C++ 逐字节读取二进制 istream

声明:本页面是StackOverFlow热门问题的中英对照翻译,遵循CC BY-SA 4.0协议,如果您需要使用它,必须同样遵循CC BY-SA许可,注明原文地址和作者信息,同时你必须将它归于原作者(不是我):StackOverFlow 原文地址: http://stackoverflow.com/questions/5513532/
Warning: these are provided under cc-by-sa 4.0 license. You are free to use/share it, But you must attribute it to the original authors (not me): StackOverFlow

提示:将鼠标放在中文语句上可以显示对应的英文。显示中英文
时间:2020-08-28 18:20:22  来源:igfitidea点击:

Reading binary istream byte by byte

c++binaryfilesistream

提问by Adrian McCarthy

I was attempting to read a binary file byte by byte using an ifstream. I've used istream methods like get() before to read entire chunks of a binary file at once without a problem. But my current task lends itself to going byte by byte and relying on the buffering in the io-system to make it efficient. The problem is that I seemed to reach the end of the file several bytes sooner than I should. So I wrote the following test program:

我试图使用 ifstream 逐字节读取二进制文件。我之前使用过像 get() 这样的 istream 方法一次读取整个二进制文件块没有问题。但是我当前的任务适合逐字节处理并依靠 io 系统中的缓冲来使其高效。问题是我似乎比我应该提前几个字节到达文件末尾。于是我写了下面的测试程序:

#include <iostream>
#include <fstream>

int main() {
    typedef unsigned char uint8;
    std::ifstream source("test.dat", std::ios_base::binary);
    while (source) {
        std::ios::pos_type before = source.tellg();
        uint8 x;
        source >> x;
        std::ios::pos_type after = source.tellg();
        std::cout << before << ' ' << static_cast<int>(x) << ' '
                  << after << std::endl;
    }
    return 0;
}

This dumps the contents of test.dat, one byte per line, showing the file position before and after.

这将转储 test.dat 的内容,每行一个字节,显示之前和之后的文件位置。

Sure enough, if my file happens to have the two-byte sequence 0x0D-0x0A (which corresponds to carriage return and line feed), those bytes are skipped.

果然,如果我的文件恰好有两个字节的序列 0x0D-0x0A(对应于回车和换行),这些字节将被跳过。

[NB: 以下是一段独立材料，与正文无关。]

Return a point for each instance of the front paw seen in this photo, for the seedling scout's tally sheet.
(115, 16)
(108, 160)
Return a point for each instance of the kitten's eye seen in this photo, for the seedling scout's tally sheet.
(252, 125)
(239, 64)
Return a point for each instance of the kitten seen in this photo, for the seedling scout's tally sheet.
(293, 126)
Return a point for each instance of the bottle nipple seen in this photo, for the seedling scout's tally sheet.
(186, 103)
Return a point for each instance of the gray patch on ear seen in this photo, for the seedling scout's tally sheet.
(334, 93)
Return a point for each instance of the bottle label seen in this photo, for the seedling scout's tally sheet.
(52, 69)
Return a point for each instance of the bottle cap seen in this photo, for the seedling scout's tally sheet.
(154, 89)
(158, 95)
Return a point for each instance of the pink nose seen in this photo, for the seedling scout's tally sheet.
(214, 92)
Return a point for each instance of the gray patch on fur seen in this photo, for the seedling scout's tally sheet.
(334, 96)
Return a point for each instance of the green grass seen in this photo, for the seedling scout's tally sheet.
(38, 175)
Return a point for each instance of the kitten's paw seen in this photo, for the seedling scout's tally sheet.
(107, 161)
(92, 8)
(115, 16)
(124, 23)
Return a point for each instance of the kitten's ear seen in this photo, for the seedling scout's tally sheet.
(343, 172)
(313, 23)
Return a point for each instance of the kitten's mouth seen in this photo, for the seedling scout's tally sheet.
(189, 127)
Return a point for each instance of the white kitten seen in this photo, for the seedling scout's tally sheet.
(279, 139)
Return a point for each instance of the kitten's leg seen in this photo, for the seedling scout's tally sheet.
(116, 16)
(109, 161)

  • I've opened the stream in binary mode. Shouldn't that prevent it from interpreting line separators?
  • Do extraction operators always use text mode?
  • What's the right way to read byte by byte from a binary istream?
  • 我已经以二进制模式打开了流。这不应该阻止它解释行分隔符吗?
  • 提取操作员总是使用文本模式吗?
  • 从二进制 istream 逐字节读取的正确方法是什么?

MSVC++ 2008 on Windows.

Windows 上的 MSVC++ 2008。

采纳答案by James Kanze

The >> extractors are for formatted input; they skip white space (by default). For single character unformatted input, you can use istream::get()(returns an int, either EOF if the read fails, or a value in the range [0,UCHAR_MAX]) or istream::get(char&)(puts the character read in the argument, returns something which converts to bool, true if the read succeeds, and false if it fails.

>> 提取器用于格式化输入;他们跳过空白(默认情况下)。对于单字符无格式输入,您可以使用 istream::get()(返回int,如果读取失败,则返回EOF,或范围 [0,UCHAR_MAX] 中的值) 或istream::get(char&)(将读取的字符放入参数中,返回转换为的内容bool,如果为 true读取成功,如果失败则返回 false。

回答by stefaanv

there is a read()member function in which you can specify the number of bytes.

有一个read()成员函数,您可以在其中指定字节数。

回答by Lightness Races in Orbit

Why are you using formatted extraction, rather than .read()?

为什么要使用格式化提取,而不是.read()?

回答by Serge Dundich

source.get()

will give you a single byte. It is unformatted input function. operator>> is formatted input function that may imply skipping whitespace characters.

会给你一个字节。它是无格式输入函数。operator>> 是格式化的输入函数,可能意味着跳过空白字符。

回答by Rob?

As others mentioned, you should use istream::read(). But, if you must use formatted extraction, consider std::noskipws.

正如其他人提到的,您应该使用istream::read(). 但是,如果您必须使用格式化提取,请考虑std::noskipws.